« Alcool, foot & rock’n roll » comme « nouvelle devise de la capitale »

Suite à l’attentat terrible du 13 novembre, il y a eu une grande campagne de la part des bobos et des hipsters pour expliquer que c’était eux les véritables cibles des djihadistes. Leur mode de vie qui serait festif et joyeux serait l’antithèse de l’obscurantisme et du fanatisme…

La couverture de Charlie hebdo reflète cette approche totalement ridicule.

Dans un même ordre d’idée, il y a eu l’appel sur facebook à « une partouze géante place de la République ». 35 000 personnes ont déclaré vouloir participer et 150 000 étaient invitées en attente. Bien entendu elle n’a pas eu lieu. Difficile en tout cas de faire plus affligeant…

Voici comment les bobos et hipsters ont vu les choses, avec un point de vue qui est celui de Libération.
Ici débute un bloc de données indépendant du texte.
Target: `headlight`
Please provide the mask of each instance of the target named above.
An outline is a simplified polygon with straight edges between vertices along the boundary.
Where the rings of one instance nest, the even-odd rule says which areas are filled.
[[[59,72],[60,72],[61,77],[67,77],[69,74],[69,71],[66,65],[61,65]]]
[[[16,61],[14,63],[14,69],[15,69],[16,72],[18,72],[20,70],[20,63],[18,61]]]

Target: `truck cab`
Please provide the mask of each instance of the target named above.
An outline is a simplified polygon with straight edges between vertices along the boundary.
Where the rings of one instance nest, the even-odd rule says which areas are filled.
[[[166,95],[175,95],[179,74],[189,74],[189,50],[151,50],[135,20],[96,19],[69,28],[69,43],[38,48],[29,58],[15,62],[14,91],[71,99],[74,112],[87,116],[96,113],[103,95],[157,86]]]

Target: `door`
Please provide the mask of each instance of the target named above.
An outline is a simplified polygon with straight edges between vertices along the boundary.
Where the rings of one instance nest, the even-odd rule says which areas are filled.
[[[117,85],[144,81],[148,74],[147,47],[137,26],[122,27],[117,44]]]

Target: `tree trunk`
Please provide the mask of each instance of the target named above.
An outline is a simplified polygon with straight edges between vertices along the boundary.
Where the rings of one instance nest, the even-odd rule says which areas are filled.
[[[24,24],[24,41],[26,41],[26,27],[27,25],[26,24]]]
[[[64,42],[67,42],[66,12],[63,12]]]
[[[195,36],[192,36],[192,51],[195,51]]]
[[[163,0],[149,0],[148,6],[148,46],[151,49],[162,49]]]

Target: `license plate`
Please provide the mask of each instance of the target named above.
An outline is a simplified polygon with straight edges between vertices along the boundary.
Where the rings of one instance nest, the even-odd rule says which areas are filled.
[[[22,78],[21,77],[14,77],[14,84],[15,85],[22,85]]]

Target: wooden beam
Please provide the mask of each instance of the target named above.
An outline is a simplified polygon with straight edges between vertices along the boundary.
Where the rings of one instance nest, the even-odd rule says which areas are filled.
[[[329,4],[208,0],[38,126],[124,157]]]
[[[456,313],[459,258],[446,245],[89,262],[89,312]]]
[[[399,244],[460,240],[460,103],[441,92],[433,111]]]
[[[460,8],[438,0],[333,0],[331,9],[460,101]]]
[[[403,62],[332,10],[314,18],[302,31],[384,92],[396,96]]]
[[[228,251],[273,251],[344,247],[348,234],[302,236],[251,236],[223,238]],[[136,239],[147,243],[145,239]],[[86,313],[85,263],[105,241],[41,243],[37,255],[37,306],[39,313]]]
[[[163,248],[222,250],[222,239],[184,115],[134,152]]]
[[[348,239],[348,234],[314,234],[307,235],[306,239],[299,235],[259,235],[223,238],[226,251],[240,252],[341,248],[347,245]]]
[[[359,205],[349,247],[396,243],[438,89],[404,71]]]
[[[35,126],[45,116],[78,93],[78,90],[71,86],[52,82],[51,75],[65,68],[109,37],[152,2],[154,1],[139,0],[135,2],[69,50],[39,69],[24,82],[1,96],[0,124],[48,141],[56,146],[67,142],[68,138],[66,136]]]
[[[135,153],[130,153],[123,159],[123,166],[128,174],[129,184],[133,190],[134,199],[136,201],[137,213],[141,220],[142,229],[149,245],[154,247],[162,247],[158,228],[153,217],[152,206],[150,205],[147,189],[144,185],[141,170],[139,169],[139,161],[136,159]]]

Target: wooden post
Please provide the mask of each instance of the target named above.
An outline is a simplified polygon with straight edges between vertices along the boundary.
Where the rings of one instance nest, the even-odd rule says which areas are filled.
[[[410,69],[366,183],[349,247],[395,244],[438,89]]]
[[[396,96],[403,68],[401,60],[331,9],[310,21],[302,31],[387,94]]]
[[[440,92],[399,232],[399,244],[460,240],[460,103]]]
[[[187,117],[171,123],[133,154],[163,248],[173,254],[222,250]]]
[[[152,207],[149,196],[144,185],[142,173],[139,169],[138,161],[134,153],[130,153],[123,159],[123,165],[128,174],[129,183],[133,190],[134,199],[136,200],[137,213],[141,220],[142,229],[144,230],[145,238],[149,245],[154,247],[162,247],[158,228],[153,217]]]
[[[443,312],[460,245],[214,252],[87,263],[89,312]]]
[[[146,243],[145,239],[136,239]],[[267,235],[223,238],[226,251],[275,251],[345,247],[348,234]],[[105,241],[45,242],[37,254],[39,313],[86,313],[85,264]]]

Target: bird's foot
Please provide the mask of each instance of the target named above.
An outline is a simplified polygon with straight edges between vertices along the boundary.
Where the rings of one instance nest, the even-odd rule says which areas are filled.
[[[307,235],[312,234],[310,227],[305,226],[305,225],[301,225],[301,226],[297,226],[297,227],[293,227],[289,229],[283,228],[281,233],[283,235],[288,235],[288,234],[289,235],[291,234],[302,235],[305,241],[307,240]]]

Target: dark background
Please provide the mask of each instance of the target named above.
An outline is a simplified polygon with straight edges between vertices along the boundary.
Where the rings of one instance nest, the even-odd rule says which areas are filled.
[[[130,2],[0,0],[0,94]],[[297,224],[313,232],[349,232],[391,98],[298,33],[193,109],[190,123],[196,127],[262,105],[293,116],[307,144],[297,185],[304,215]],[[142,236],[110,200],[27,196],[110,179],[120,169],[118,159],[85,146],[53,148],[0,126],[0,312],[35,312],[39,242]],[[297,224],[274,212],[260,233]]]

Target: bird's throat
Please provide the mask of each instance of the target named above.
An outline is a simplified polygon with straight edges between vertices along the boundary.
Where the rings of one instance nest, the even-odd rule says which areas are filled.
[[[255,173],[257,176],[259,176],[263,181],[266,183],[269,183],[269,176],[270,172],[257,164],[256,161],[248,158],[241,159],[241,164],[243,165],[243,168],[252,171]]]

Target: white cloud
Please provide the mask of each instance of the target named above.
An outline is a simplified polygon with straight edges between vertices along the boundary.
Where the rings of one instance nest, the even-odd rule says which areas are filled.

C’est impressionnant de délire, mais aussi de mauvaise foi : le groupe qui jouait au Bataclan, les « Eagles of death metal », ne se prennent pas au sérieux, mais le chanteur est vraiment un fanatique de droite, considérant Obama comme un bolchevik, tout en faisant des prêches chrétiens en faisant l’apologie de la pornographie.

Le terrifiant mur d’images qui se constitue sous nos yeux avec les photographies des victimes identifiées des attentats de vendredi apporte cette confirmation : la population visée par les terroristes de l’Etat islamique (EI) était clairement ce biotope de jeunes urbains cool qui remplit au crépuscule cafés, gargotes et salles de concert de la capitale.

Il faut être singulièrement instruit des habitudes sociales et de la symbolique des lieux pour, non pas s’attaquer à un fief touristique (Beaubourg, les Champs-Elysées, le Louvre) ou à une enclave communautaire (le Marais gay ou le XIIIe arrondissement chinois), mais à une zone à la fois bourgeoise, progressiste et cosmopolite – certes en cours d’hipsterisation avancée.

Dérision maligne.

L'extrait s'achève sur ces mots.